Imagine that we are some fancy data scientists exploring - once again - the Gapminder data. We are particularly interested in the development of the GDP across time and across countries. Some R-fanatics from GESIS suggested that we use this tidyverse thing to complete our tasks. They also told us that we do not always need to load all of its packages at once.

1

Load all packages from the tidyverse for importing Excel data and for data wrangling.
You can find the names of the required packages in the slides and exercises for sessions A3, (Tidy Data), A4 (Importing Data), and A5 (Data Wrangling 1).

Ok, that wasn’t too hard. But data science is about data, so we have to load the data we are interested in.

2

Import the GDP data from Gapminder as gap_gdp. Make sure to only import the Excel sheet named “Data”.
Individual sheets can be chosen by using the argument sheet = "name_of_your_sheet"

Have the data been successfully imported? They should be in a tibble with the dimensions 275 x 53. As a further check: The income per person for Algeria for the years 1960, 1961, and 1962 should be 1280, 1085, and 856.

3

Proof that the income per person for Algeria of the years 1960, 1961, and 1962 are 1280, 1085, and 856
Algeria is in the 5th row of the dataset, and the relevant variables are in the first four columns. You can also subset datasets also by selecting columns by number with select() and filtering rows by number with slice().

Let’s say that we are interested in the earliest 10 years as well as the most recent 10 years that appear in the dataset. If we want to aggregate the data per year, they should ideally be in long format.

4

Re-arrange the data such that they are in the long format.
Remember that the command for converting wide format data to long format is gather().
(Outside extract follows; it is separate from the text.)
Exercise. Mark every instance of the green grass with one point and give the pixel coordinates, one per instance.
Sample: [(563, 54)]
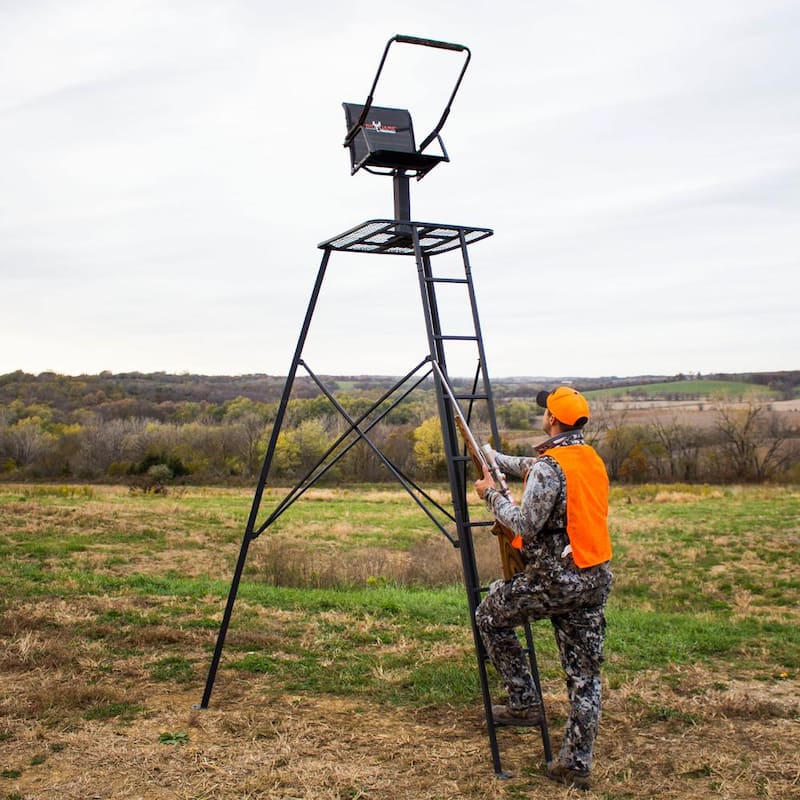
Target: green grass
[(703, 575)]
Additionally, you might want to create a more convenient column name for the variable Income per person (fixed 2000 US$) with rename() (GDP might be a good choice here) and change the variable type for year to integer.

There are still a lot of missing values we might want to get rid of, and the data are not arranged in a way that is ideal to explore changes over time. For the next tasks, simply re-use the previous code and add the following commands with %>%.

5

Remove all missing values and arrange the data in ascending order of years and GDP.
There are several ways to exclude missing values. The most convenient one is to use filter() in combination with !is.na.

Now we have a - more or less - clean dataset for our actual task: calculating the mean values across all countries for each of the first ten years and each of the last ten years. What’s still a little bit distracting is that we have the values for all years between these two periods in the data. However, we might want to use some of these data points in future analyses. Hence, we will do all analyses ‘on the fly’ (i.e., without creating a new dataset). Let’s start with the first period.

6

Calculate the mean value of GDP across all countries for each of the first ten years in the dataset.
As the year variable is an integer, you can simply filter the range of years you are interested in. The first year in the dataset is 1960.

Now it should be easy do the same for the 10 most recent years in the dataset…

7

Calculate the mean value of GDP across all countries for each of the last ten years.
The most recent year in the dataset is 2011.